Turmeric also helps reduce inflammation, which can be a significant contributor to obesity and the inability to lose weight. One study22 notes:

“Curcumin is the active ingredient in turmeric. Evidence suggests curcumin may regulate lipid metabolism, which plays a central role in the development of obesity and its complications. The present review addresses the evidence and mechanisms by which curcumin may play a role in downregulating obesity and reducing the impact of associated problems.”

Mustard seed — It’s probably no surprise that the compound in mustard seed that’s responsible for burning fat and enhancing your metabolism is, once again, capsaicin. Glenville adds:23

“Mustard is part of the cruciferous family of vegetables, which are thought to have many health benefits. Other cruciferous vegetables include cabbage, cauliflower, broccoli and Brussels sprouts.”

A study24 at Oxford Polytechnic University in England found that one teaspoon of mustard seed can elevate your metabolism by 25%, a benefit that persists for several hours after consumption. This may be due to the phytochemical allyl isothiocyanates, which also deliver the flavor. Steer clear of mustard that’s artificially colored neon yellow or loaded with excessive amounts of sugar, though, as its health benefits are out the window.

Ways to Keep Weight Off Once You’ve Lost It

The biggest hurdle people face when they double down on a diet plan that’s drastically different from what future habits can sustain is that, too often, the weight comes right back. Here are some ways to help you lose weight and also keep it off once you’ve reached your goal:

The amount of fiber in your diet is crucial for weight loss, as it is for general health. Eat foods known for keeping food moving smoothly through your colon, such as well-cooked veggies and ripe fruits.

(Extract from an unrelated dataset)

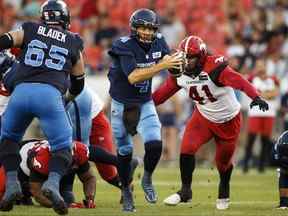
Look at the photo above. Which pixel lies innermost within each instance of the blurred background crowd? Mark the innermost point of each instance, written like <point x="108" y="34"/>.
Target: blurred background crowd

Vitamin D, or lack thereof, derived to some extent from foods you eat and primarily via the sunshine you bask in on any given day, can have an impact on your ability to lose and maintain weight. One study25 showed that for more than 4,600 women 65 years old and older, low vitamin D levels contributed to mild weight gain.26

Reversing insulin/leptin resistance plays a key role in preventing obesity, metabolic disorders such as Type 2 diabetes and inflammatory diseases like rheumatoid arthritis. Trading seed oils loaded with linoleic acid, refined sugar and processed fructose for fresh, whole foods will help optimize your insulin and leptin levels. To learn more about this, please see my article “Important Information About Low Carb, Cortisol and Glucose.”

Exercise is crucial in the quest for weight loss, as well as shoring up sagging muscles and keeping them firm and strong. Exercise also benefits your glucose, insulin and leptin levels by optimizing insulin/leptin receptor sensitivity, subsequently helping to prevent chronic disease.